A research paper in criminal justice requires the student to identify a topic or issue then to research what has been written about the topic or to explore the data that have been complied about the topic - that is, review the secondary sources. Primary sources could include interviews or surveys. In most cases, students will take a stand or angle on the topic and present an argument about it. Theories may be used to support the claim. For example, in policing courses, student might investigate whether officers from different racial and ethnic backgrounds make decisions differently. To obtain information, interviews and published materials would be critical. Or a student might investigate whether the focus of racial profiling shifted from African Americans to Muslims after September 11, 2001 or if black- white relations are inflamed by the shooting and killing of an African American youth by a white male neighborhood watch enthusiast. In corrections courses, students might study the suicide rate of inmates and how or if it is connected to time spent in solitary confinement. In fact, a student might expand that topic to explore what the practice of solitary confinement says about US law and society.

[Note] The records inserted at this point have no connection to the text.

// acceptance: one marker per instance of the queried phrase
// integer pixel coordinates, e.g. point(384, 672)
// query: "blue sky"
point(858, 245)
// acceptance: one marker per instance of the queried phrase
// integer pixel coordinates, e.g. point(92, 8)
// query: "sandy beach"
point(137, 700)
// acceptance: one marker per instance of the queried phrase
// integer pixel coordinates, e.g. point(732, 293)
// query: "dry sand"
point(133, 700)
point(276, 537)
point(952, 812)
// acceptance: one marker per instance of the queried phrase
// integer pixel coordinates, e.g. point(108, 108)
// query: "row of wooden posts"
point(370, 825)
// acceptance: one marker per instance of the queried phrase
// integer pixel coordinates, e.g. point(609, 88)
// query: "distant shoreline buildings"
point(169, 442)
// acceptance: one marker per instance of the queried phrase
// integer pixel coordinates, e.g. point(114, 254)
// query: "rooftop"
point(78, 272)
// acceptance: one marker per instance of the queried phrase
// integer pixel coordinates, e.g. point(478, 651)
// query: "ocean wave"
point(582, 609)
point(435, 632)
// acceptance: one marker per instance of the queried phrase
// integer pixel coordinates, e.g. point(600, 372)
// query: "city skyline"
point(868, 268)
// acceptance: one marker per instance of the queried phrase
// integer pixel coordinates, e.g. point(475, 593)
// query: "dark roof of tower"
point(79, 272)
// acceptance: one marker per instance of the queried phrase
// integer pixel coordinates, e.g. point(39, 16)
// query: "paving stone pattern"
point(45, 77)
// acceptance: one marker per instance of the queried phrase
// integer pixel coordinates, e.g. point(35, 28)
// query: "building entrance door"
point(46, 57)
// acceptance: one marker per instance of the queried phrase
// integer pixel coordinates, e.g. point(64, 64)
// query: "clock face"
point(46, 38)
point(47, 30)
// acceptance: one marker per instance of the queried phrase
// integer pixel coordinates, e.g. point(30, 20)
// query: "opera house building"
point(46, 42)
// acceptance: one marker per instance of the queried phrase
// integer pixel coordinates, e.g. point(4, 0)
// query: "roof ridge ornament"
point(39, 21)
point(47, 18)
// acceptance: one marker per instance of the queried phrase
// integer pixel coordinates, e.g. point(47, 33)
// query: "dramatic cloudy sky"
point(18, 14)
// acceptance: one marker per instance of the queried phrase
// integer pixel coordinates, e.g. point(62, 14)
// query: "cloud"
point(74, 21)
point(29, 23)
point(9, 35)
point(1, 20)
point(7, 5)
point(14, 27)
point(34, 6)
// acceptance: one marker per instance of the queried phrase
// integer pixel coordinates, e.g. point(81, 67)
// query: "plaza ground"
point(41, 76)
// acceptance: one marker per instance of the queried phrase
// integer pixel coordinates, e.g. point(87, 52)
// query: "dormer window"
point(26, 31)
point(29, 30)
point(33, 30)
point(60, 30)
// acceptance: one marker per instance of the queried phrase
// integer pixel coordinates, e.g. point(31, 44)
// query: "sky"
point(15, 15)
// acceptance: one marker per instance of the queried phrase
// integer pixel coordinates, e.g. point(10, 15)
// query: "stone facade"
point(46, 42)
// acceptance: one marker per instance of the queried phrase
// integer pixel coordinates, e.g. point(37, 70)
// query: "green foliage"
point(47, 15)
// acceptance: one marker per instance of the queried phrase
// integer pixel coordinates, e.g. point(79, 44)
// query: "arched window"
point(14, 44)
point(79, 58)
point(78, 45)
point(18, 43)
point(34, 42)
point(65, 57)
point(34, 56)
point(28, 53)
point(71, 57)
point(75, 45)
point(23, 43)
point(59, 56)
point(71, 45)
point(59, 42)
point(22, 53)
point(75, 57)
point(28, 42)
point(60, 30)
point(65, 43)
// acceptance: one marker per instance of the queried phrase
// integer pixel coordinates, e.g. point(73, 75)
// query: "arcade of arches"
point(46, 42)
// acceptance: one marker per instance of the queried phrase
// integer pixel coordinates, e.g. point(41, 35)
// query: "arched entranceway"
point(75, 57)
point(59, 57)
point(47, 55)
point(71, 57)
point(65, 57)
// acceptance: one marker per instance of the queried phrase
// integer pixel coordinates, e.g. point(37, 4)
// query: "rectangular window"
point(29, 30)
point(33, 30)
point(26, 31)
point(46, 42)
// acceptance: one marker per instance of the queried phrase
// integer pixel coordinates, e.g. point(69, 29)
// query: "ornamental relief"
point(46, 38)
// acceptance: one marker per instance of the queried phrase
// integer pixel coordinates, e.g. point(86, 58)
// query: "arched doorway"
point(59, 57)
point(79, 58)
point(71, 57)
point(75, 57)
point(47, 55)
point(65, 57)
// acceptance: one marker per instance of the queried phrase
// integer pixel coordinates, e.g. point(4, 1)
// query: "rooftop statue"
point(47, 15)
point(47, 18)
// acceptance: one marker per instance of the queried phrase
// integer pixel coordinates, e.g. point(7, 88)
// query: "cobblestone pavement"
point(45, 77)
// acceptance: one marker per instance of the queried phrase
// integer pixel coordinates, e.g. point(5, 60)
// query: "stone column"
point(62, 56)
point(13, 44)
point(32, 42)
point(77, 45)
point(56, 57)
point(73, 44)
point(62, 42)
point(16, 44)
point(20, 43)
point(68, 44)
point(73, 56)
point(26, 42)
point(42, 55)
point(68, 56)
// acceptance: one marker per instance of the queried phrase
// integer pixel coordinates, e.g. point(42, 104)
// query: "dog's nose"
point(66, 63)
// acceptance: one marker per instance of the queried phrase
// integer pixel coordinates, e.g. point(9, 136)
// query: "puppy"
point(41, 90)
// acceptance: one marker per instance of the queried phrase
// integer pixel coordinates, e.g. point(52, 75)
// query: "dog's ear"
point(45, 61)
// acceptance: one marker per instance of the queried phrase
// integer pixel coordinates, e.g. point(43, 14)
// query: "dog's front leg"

An assignment may ask students to “apply” a particular theory to a real or imagined case. The student is expected to describe details of the theory and how specific components correlate or parallel a situation or a person’s behaviors. For example, a student may choose to describe “community policing” as it is generally understood and discuss it in his or her neighborhood as an effective program to deter a string of break-ins. That paper would specify how the author and various neighbors were effected or involved; what their role was and what actions they took responsibility for. Data to indicate the decrease in crime rates relative to break-ins would also be included. The usefulness of community policing would, likely, be endorsed.
Argument or Position Papers:
Argumentative papers depend on the author’s presentation of two sides of an issue AND his/ her position on that issue. The author does not simply state a personal opinion; he “arrives” at his conclusions after careful weighing of the two sides. Both sides are presented in a balance manner, but the author “sides” with one as he explains his perceived deficits in the other. Cases and theories may support her opinion AS she argues in favor of one side of the issue at hand.
For example, a student interested in women in prison, may research the consequences of incarceration on the women’s families, especially their children. The student may discover data that reveals higher rates of depression, substance abuse, academic failure of these children and be led to a thesis that advocates for closer monitoring and support of the school-aged children of incarcerated women.